Research direction 3: Leadership across crisis contexts

Future research may examine whether there are certain leader psychological and behavioral responses (meta‐cluster 1) or certain characteristics of strategic leadership (meta‐cluster 2) that constitute effective crisis leadership and that generally predict positive outcomes across crisis contexts, or if these psychological and behavioral responses and strategic leadership are more effective in specific stages and/or types of crisis situations. Examining leader responses or strategic leadership in different types of crisis contexts is important, because it helps researchers and organizational leaders identify the most effective crisis response strategies and leadership practices to better handle different crises, understand the stakeholder groups that are most vulnerable to specific crises, and enact optimal resource allocation to prepare for and resolve the crisis.

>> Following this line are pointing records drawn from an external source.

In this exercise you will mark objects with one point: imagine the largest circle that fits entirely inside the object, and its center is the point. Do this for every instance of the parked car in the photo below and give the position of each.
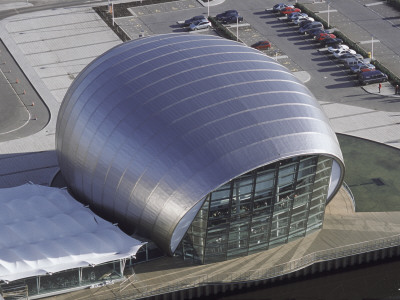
(202, 24)
(313, 32)
(353, 61)
(279, 6)
(361, 67)
(334, 48)
(346, 58)
(304, 22)
(331, 42)
(311, 26)
(261, 45)
(297, 21)
(323, 35)
(229, 16)
(339, 53)
(295, 15)
(289, 10)
(187, 22)
(372, 77)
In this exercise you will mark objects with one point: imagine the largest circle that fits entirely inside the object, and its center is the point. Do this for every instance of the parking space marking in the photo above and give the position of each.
(375, 3)
(369, 42)
(326, 11)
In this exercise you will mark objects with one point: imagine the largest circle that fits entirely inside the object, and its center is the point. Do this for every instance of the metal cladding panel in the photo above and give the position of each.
(153, 125)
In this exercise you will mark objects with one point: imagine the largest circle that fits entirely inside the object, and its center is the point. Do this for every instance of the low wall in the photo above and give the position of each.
(320, 267)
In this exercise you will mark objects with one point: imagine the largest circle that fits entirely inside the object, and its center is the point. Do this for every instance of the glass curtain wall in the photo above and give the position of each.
(260, 210)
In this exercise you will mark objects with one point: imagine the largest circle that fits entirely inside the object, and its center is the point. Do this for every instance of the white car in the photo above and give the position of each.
(339, 53)
(301, 18)
(341, 47)
(202, 24)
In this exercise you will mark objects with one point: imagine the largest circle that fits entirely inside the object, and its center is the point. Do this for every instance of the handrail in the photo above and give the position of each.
(348, 190)
(267, 273)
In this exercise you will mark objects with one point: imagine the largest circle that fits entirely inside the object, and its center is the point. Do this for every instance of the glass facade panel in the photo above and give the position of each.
(260, 210)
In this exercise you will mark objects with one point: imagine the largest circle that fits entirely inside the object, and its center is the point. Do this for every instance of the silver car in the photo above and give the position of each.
(202, 24)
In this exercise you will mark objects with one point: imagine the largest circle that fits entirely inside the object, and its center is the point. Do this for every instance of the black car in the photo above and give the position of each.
(372, 77)
(304, 22)
(278, 7)
(314, 32)
(187, 22)
(330, 42)
(229, 16)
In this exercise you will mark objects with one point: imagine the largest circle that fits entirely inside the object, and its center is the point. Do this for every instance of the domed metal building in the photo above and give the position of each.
(208, 147)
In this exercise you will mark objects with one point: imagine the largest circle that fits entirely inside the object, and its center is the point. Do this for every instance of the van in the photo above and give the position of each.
(372, 77)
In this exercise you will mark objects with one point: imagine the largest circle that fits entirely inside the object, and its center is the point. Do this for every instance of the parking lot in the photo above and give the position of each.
(297, 52)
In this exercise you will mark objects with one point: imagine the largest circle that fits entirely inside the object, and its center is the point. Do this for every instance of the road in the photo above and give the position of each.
(330, 82)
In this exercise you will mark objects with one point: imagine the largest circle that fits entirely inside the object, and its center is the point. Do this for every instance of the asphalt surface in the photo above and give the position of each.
(330, 81)
(367, 114)
(22, 111)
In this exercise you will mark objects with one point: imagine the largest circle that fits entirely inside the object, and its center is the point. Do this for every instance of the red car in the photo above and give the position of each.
(261, 45)
(289, 10)
(323, 36)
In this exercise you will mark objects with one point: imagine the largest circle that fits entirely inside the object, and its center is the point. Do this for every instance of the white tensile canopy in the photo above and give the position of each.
(44, 230)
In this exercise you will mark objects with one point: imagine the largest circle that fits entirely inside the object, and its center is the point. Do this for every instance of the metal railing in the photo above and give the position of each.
(177, 284)
(348, 190)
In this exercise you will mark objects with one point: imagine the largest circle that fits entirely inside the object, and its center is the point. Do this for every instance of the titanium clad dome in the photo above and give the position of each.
(152, 126)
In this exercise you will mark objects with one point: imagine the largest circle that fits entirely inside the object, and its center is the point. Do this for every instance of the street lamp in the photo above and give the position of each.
(237, 28)
(372, 48)
(328, 14)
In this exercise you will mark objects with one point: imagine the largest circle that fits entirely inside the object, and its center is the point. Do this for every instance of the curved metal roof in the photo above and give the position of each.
(153, 125)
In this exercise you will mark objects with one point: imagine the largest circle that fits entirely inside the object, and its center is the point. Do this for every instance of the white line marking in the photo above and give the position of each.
(375, 3)
(369, 41)
(326, 11)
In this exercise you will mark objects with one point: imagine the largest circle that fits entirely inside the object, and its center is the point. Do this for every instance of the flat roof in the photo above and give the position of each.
(44, 230)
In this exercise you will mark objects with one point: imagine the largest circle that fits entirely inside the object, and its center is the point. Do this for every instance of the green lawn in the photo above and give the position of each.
(367, 162)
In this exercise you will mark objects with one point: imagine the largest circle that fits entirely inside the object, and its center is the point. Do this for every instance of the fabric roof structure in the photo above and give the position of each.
(153, 125)
(44, 230)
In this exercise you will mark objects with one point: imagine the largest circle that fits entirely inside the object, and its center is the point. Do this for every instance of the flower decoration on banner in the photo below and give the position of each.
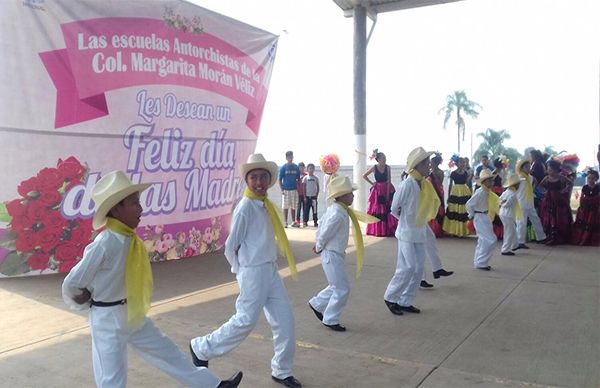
(38, 237)
(453, 162)
(182, 23)
(330, 163)
(501, 161)
(162, 245)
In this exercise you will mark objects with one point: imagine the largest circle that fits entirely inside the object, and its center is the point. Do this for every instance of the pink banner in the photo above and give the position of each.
(173, 98)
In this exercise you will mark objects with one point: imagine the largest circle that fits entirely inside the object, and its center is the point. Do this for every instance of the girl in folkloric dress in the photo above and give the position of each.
(586, 230)
(555, 209)
(380, 197)
(455, 220)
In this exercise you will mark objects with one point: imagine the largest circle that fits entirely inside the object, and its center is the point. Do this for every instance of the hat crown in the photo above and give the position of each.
(109, 184)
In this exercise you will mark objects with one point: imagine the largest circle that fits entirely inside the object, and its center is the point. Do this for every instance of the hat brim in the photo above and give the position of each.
(343, 192)
(421, 158)
(103, 209)
(271, 167)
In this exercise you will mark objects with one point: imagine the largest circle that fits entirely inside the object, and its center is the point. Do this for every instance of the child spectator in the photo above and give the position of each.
(482, 208)
(310, 185)
(587, 221)
(114, 280)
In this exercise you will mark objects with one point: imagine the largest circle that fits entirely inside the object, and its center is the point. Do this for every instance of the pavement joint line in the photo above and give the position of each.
(484, 319)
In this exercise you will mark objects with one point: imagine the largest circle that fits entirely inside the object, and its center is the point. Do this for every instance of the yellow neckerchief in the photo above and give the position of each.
(429, 202)
(356, 215)
(518, 210)
(528, 187)
(138, 275)
(493, 203)
(280, 236)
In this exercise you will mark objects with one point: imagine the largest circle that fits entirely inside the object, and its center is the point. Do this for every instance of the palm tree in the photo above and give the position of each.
(492, 144)
(459, 102)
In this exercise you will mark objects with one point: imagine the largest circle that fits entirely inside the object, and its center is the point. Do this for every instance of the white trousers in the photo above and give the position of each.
(261, 289)
(409, 271)
(486, 240)
(530, 213)
(509, 241)
(110, 336)
(333, 298)
(432, 253)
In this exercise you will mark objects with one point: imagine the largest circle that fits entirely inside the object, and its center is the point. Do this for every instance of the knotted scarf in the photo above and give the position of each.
(138, 275)
(493, 203)
(528, 187)
(356, 215)
(429, 202)
(280, 236)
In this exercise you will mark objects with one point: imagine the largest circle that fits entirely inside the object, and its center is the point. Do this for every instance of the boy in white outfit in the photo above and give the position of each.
(416, 202)
(525, 197)
(482, 208)
(251, 250)
(114, 280)
(509, 212)
(331, 243)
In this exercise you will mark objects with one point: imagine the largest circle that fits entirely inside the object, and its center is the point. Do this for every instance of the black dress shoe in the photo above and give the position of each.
(442, 272)
(336, 327)
(232, 382)
(317, 313)
(394, 307)
(410, 309)
(288, 382)
(197, 361)
(424, 284)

Research direction 4: An evolutionary perspective to crisis leadership

What is missing is an evolutionary perspective to understand the role of gender and other physical attributes in explaining leadership preference and selection around times of crisis. We also see opportunities for investigating whether perceptions and evaluations of leaders based on leader physical attributes may differ across contexts. For instance, depending on the unique features and demands posed by different crisis contexts, followers may place different weights on the distinct physical traits of leaders which influence their preferences and selection of leaders. In crisis situations, where limited resources can be allocated such as in wars, people may prefer leaders whose physical attributes signal their ability and strength to protect resources, whereas in other crises situations such as terrorist attacks and natural disasters, leader physical attributes associated with qualities such as higher empathetic concern and willingness to care for others may be prioritized when people evaluate and select their leaders.